This program, “3+3” is being offered at the UI, Iowa State University, and University of Dubuque. Law school Senior Associate Dean Eric Andersen said officials are excited for to offer this opportunity to younger students.

“We are enthusiastic about this program and look forward to it as a way to benefit students in Iowa who want to pursue a law degree for less money and less time,” Andersen said.

Political science Associate Professor Tim Hagle said he believes the implementation of the program is due to a decrease in the number of applications to law schools nationwide, noting that applications to the UI law school are roughly half of what they were three years ago.
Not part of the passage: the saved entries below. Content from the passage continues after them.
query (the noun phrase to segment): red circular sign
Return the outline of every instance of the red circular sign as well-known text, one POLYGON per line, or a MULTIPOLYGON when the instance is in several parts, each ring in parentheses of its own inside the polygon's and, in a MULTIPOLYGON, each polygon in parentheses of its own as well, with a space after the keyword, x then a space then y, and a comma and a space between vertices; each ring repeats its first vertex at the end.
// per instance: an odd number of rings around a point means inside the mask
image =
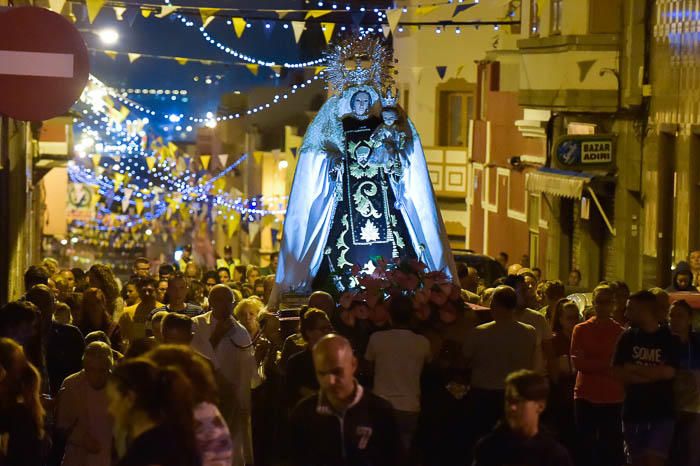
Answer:
POLYGON ((64 114, 88 80, 88 51, 78 30, 44 8, 0 13, 0 113, 41 121, 64 114))

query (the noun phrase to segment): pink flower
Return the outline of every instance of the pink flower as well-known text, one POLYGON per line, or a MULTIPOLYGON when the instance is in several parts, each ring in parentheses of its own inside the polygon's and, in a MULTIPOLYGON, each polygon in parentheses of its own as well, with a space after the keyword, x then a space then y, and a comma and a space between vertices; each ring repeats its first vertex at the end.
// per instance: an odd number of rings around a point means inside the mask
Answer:
POLYGON ((433 291, 430 293, 430 301, 438 306, 443 306, 447 302, 447 295, 442 291, 433 291))

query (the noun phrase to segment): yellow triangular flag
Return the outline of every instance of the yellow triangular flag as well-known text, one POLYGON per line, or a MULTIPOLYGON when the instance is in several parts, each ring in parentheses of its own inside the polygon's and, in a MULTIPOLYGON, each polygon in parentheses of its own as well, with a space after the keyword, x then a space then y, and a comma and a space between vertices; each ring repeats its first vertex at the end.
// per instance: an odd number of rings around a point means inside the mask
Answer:
POLYGON ((411 72, 413 73, 413 79, 415 79, 416 82, 420 83, 421 75, 423 74, 423 67, 414 66, 411 68, 411 72))
POLYGON ((209 161, 211 160, 211 155, 200 155, 199 160, 202 162, 202 166, 205 170, 209 169, 209 161))
POLYGON ((170 152, 172 152, 172 154, 175 155, 175 152, 177 152, 178 147, 172 141, 168 141, 168 149, 170 149, 170 152))
POLYGON ((301 35, 304 33, 304 27, 306 26, 306 23, 303 21, 292 21, 292 30, 294 31, 294 40, 299 43, 299 39, 301 39, 301 35))
POLYGON ((386 21, 389 23, 389 28, 391 28, 391 32, 394 32, 396 30, 396 26, 399 25, 399 20, 401 19, 401 13, 403 11, 401 8, 394 8, 391 10, 386 10, 386 21))
POLYGON ((387 26, 386 24, 382 24, 382 34, 384 34, 384 37, 389 37, 389 34, 391 33, 391 28, 387 26))
POLYGON ((92 23, 97 18, 97 14, 105 4, 105 0, 85 0, 87 6, 88 20, 92 23))
POLYGON ((126 12, 126 7, 115 6, 114 14, 117 16, 117 21, 124 21, 124 13, 126 12))
POLYGON ((464 65, 459 65, 457 67, 457 77, 462 76, 462 70, 464 70, 464 65))
POLYGON ((284 17, 287 16, 292 11, 294 11, 294 10, 275 10, 275 13, 277 13, 277 17, 279 19, 284 19, 284 17))
POLYGON ((258 68, 260 68, 260 65, 256 65, 255 63, 248 63, 245 67, 248 68, 248 71, 253 73, 255 76, 258 75, 258 68))
POLYGON ((112 60, 116 59, 118 54, 119 52, 115 52, 114 50, 105 50, 105 55, 107 55, 112 60))
POLYGON ((181 65, 186 65, 188 60, 189 60, 188 58, 184 58, 184 57, 175 57, 175 61, 181 65))
POLYGON ((141 215, 141 212, 143 212, 143 199, 141 199, 140 197, 137 197, 135 204, 136 204, 136 215, 141 215))
POLYGON ((49 9, 60 15, 61 11, 63 11, 63 5, 65 4, 66 0, 49 0, 49 9))
POLYGON ((314 74, 319 74, 321 71, 325 70, 325 66, 315 66, 314 67, 314 74))
POLYGON ((255 159, 255 163, 260 164, 260 162, 262 161, 262 156, 263 153, 260 151, 253 152, 253 158, 255 159))
POLYGON ((306 13, 306 16, 304 17, 304 19, 320 18, 321 16, 327 15, 330 12, 331 12, 331 10, 309 10, 306 13))
POLYGON ((248 23, 244 18, 231 18, 231 21, 233 22, 233 30, 236 31, 236 37, 240 39, 245 31, 245 25, 248 23))
POLYGON ((238 212, 232 212, 226 222, 226 234, 229 238, 238 230, 238 224, 241 223, 241 216, 238 212))
POLYGON ((282 71, 281 65, 272 65, 270 68, 272 68, 272 71, 274 71, 275 74, 277 74, 277 75, 279 75, 280 72, 282 71))
POLYGON ((148 165, 149 170, 153 170, 153 167, 156 166, 156 158, 155 157, 146 157, 146 165, 148 165))
POLYGON ((437 6, 435 6, 435 5, 419 6, 418 8, 416 8, 416 14, 423 16, 423 15, 427 15, 428 13, 432 13, 435 10, 437 10, 437 6))
POLYGON ((143 16, 144 18, 148 18, 149 16, 151 16, 151 13, 153 13, 153 10, 151 10, 150 8, 143 6, 141 7, 141 16, 143 16))
POLYGON ((335 23, 321 23, 321 29, 323 30, 323 37, 326 38, 326 44, 330 43, 335 23))
POLYGON ((213 65, 214 61, 213 60, 199 60, 199 63, 202 65, 213 65))
POLYGON ((179 7, 174 6, 174 5, 164 5, 160 7, 160 13, 156 15, 157 18, 165 18, 168 16, 170 13, 174 12, 177 10, 179 7))
POLYGON ((202 26, 207 27, 209 23, 214 21, 215 15, 220 11, 220 8, 200 8, 199 15, 202 17, 202 26))
POLYGON ((129 56, 129 63, 134 63, 136 60, 141 58, 140 53, 127 53, 127 55, 129 56))
POLYGON ((102 160, 102 156, 100 154, 92 154, 90 158, 92 159, 92 164, 95 167, 98 167, 100 165, 100 160, 102 160))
“It’s one of these things where it seems like the law school is trying to increase the attractiveness of law school — the expense and the job market for law-school graduates is not as good as it once was,” Hagle said. “Most graduates would work up to 80 hours a week but would be paid a lot … but those high paying jobs aren’t around as much anymore, so students have more debt.”

While Hagle agreed the new program would save students time to degree and money, he expressed concerns, saying students may lack the analytical skills and background knowledge to take advanced courses so early.

“These days, law schools have encouraged students to take time off to get a job, get maturity as an intern, or do public services, or work in politics before attending graduate school,” Hagle said. “It really hurts those opportunities [which could have added] that experience and maturity, and that kind of runs counter to what law schools generally have been advising.”

Second-year UI law student Matt Enriquez said though he doesn’t believe a massive number of students would be capable of attaining graduate status as a senior through this program, but he noted that if a few students can take advantage of early admittance, it would be a success.

“I think the ‘3 + 3’ program is a phenomenal opportunity for a particular type of undergraduate student, but I don’t think it’s a program that’s built for everyone,” Enriquez said. “For a lot of undergraduates, this might seem daunting to plan ahead for, but I think for a lot of students it’s going to be exciting … if I would’ve been a sophomore and knew that I wanted to go [to law school], this opportunity would’ve been incredible.”

Andersen said the age of students should not be a factor in consideration, and agreed the program is targeted to students who meet certain qualifications.

“We just want to have good students who can study law, and this is a way to make it easier for them,” Andersen said. “We are not after younger students; their age is irrelevant to us, it’s their qualifications and their desire to study that matter.”

Andersen noted the program will probably take three years to garner significant numbers, because more students will be able to prepare through the advising of various departments.